First specimen case of West Nile Virus detected in Kent County

Henrietta Strickland
August 12, 2017

Officials said West Nile virus was recently detected along the Delaware River in the Wilmington area and in west-central Kent County, with both instances confirmed by blood samples taken from the caged chickens that are used to detect the virus.

Confirmation of the first West Nile virus positive bird means the virus is circulating between birds and mosquitoes and there is heightened risk of infection in humans.

The virus was found as a result of a, "massive mosquito surveillance project conducted by the environmental health division at the Kent County Health Department".

So far this year, West Nile virus activity has been reported in 28 California counties, including neighboring Sacramento and Placer counties.

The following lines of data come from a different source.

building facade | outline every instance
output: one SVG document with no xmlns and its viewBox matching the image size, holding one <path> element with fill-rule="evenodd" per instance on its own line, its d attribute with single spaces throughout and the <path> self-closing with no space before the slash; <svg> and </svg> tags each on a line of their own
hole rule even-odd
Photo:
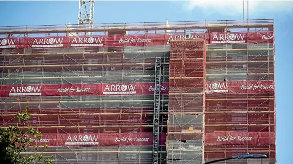
<svg viewBox="0 0 293 164">
<path fill-rule="evenodd" d="M 1 127 L 29 106 L 53 164 L 276 163 L 273 20 L 2 27 L 0 43 Z"/>
</svg>

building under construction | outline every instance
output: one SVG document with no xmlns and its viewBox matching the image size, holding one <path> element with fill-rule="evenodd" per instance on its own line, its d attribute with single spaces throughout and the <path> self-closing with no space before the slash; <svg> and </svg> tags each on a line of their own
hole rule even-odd
<svg viewBox="0 0 293 164">
<path fill-rule="evenodd" d="M 29 106 L 53 164 L 274 164 L 274 47 L 271 19 L 0 27 L 0 127 Z"/>
</svg>

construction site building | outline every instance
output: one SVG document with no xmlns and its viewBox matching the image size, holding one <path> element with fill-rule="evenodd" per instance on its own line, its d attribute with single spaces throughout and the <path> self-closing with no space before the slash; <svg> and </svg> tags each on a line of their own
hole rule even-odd
<svg viewBox="0 0 293 164">
<path fill-rule="evenodd" d="M 28 106 L 56 164 L 275 164 L 274 48 L 272 19 L 0 27 L 0 127 Z"/>
</svg>

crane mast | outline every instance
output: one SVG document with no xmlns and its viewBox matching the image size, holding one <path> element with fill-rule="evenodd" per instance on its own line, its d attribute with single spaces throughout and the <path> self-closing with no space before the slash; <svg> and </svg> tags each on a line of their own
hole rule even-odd
<svg viewBox="0 0 293 164">
<path fill-rule="evenodd" d="M 78 28 L 90 29 L 94 23 L 94 0 L 80 0 L 78 7 Z M 85 35 L 92 35 L 92 33 Z"/>
</svg>

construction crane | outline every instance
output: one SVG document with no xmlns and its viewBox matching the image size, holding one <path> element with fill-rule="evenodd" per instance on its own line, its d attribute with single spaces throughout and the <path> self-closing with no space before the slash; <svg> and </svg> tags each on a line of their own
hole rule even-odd
<svg viewBox="0 0 293 164">
<path fill-rule="evenodd" d="M 80 0 L 78 7 L 78 28 L 91 28 L 94 23 L 94 0 Z M 92 33 L 85 33 L 92 35 Z"/>
</svg>

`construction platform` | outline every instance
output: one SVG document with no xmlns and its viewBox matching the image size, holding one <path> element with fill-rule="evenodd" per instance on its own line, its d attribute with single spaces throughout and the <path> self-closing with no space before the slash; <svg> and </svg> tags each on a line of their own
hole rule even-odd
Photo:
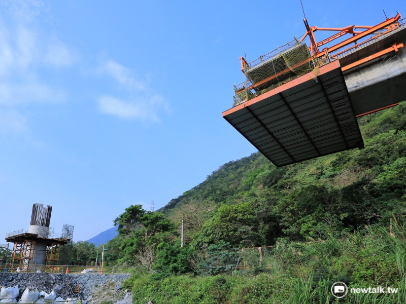
<svg viewBox="0 0 406 304">
<path fill-rule="evenodd" d="M 300 41 L 251 62 L 240 58 L 246 79 L 234 86 L 234 106 L 223 118 L 278 167 L 363 147 L 357 117 L 406 100 L 400 18 L 340 29 L 311 27 L 304 19 Z M 316 30 L 339 32 L 317 43 Z M 352 36 L 319 50 L 346 34 Z"/>
</svg>

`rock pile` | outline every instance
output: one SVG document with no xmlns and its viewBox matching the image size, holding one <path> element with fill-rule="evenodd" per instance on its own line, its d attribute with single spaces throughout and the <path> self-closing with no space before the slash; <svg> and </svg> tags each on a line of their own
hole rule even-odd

The majority of the positive West Nile samples were detected on Staten Island, but mosquitoes with West Nile have been found in every borough. Last year, four West Nile virus positive birds were identified in El Dorado County on the western slope. The remaining 95 samples from 24 traps set June 26 tested negative for West Nile and eastern equine encephalitis. The illness is not spread from person-to-person.

While most people with the virus will experience mild or no symptoms, some can develop severe symptoms including high fever, headache, neck stiffness, stupor, disorientation, coma, tremors, convulsions, muscle weakness, vision loss, numbness and paralysis, according to Tomarken.

The Elmore County Pest Abatement District is treating these mosquito pools with fogging. Mosquitoes are most active at dusk and dawn.